What I liked in the paper:
- Mission Logic and Mission Data receive equal attention
- The SOA stack shows dependencies up and down (i.e., SLAs & Reverse SLAs)
- The need for a different set of roles/rights/responsibilities is addressed. Table 1 seems to imply that the "role center of gravity" is shifting from technology to mission...which seems appropriate.
- Appendix A is a thoughtful proposal on how to incrementally employ SOA concepts
Things I wish had been discussed more:
- How organizational structures and processes need to change to cohere with the changes in roles.

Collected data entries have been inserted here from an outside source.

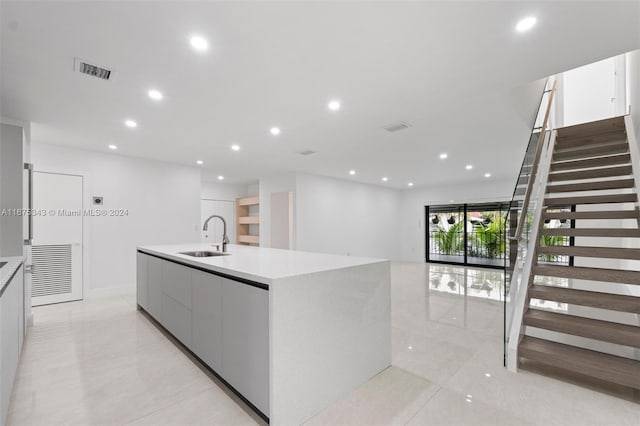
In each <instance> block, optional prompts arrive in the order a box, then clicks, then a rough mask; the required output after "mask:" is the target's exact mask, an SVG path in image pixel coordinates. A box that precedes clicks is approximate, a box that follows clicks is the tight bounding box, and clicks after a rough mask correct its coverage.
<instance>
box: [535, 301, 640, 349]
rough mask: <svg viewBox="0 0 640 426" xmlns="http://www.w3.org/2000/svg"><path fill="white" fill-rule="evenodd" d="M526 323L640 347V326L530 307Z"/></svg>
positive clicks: (536, 327)
mask: <svg viewBox="0 0 640 426" xmlns="http://www.w3.org/2000/svg"><path fill="white" fill-rule="evenodd" d="M524 324H525V325H527V326H530V327H536V328H542V329H545V330H551V331H556V332H558V333H564V334H571V335H574V336H581V337H586V338H588V339H595V340H600V341H603V342H609V343H615V344H617V345H624V346H632V347H634V348H640V327H637V326H634V325H627V324H620V323H617V322H610V321H602V320H596V319H591V318H584V317H578V316H575V315H568V314H558V313H555V312H548V311H543V310H540V309H528V310H527V312H526V313H525V314H524Z"/></svg>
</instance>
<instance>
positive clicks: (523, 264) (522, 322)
mask: <svg viewBox="0 0 640 426" xmlns="http://www.w3.org/2000/svg"><path fill="white" fill-rule="evenodd" d="M556 134H557V131H555V130H553V131H552V132H551V135H550V137H549V138H548V139H546V140H543V141H540V145H542V148H541V149H540V164H541V169H540V171H541V173H539V174H538V175H537V178H536V179H535V182H534V183H535V186H534V185H532V191H533V192H535V198H534V199H535V201H536V204H535V205H534V206H533V209H534V212H533V221H532V227H531V230H532V232H531V235H529V239H528V242H527V244H526V247H524V244H519V245H518V246H519V247H518V251H519V252H522V251H523V250H524V249H525V248H526V254H525V255H524V259H522V257H523V256H520V255H519V256H518V261H520V262H522V272H521V273H519V274H516V273H515V268H514V273H513V274H512V276H511V283H510V288H511V289H512V290H514V292H513V293H515V294H511V297H512V299H513V301H512V303H511V306H512V307H513V312H512V313H510V314H509V315H507V317H506V318H505V319H506V320H510V321H511V327H510V329H509V337H508V342H507V345H508V346H507V359H506V364H507V368H508V369H509V370H510V371H514V372H515V371H517V369H518V344H519V343H520V338H521V337H522V335H523V334H524V330H523V327H522V324H523V320H524V313H525V311H526V309H527V306H526V305H527V294H528V291H529V284H530V278H531V277H532V276H533V275H532V274H533V265H534V263H535V262H536V260H537V256H538V253H537V250H536V246H537V245H538V240H539V238H540V236H539V233H540V229H541V228H542V222H543V221H542V212H543V209H544V194H545V192H546V188H547V184H548V181H549V172H550V170H551V160H552V158H553V151H554V149H555V142H556ZM526 215H527V210H523V211H522V216H523V218H524V217H525V216H526ZM523 222H524V220H523ZM518 278H520V282H519V283H518Z"/></svg>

- How agile is implemented at the mission level
Figure 4 ("Evolution of Mission Capabilities via SOA") is interesting...it traces the structure of the stack from the 1960's mainframe to today's virtualized service-based open system. It shows how standardization/interoperability has moved up the stack, resulting in finer-grained plug-n-play functions that allow solutions that are more agile/adaptable. But, it seems to be mostly techno-centric...there's no discussion of how this affects the way IT, data, decision making, decision makers, and groups are woven together to complete a task or mission.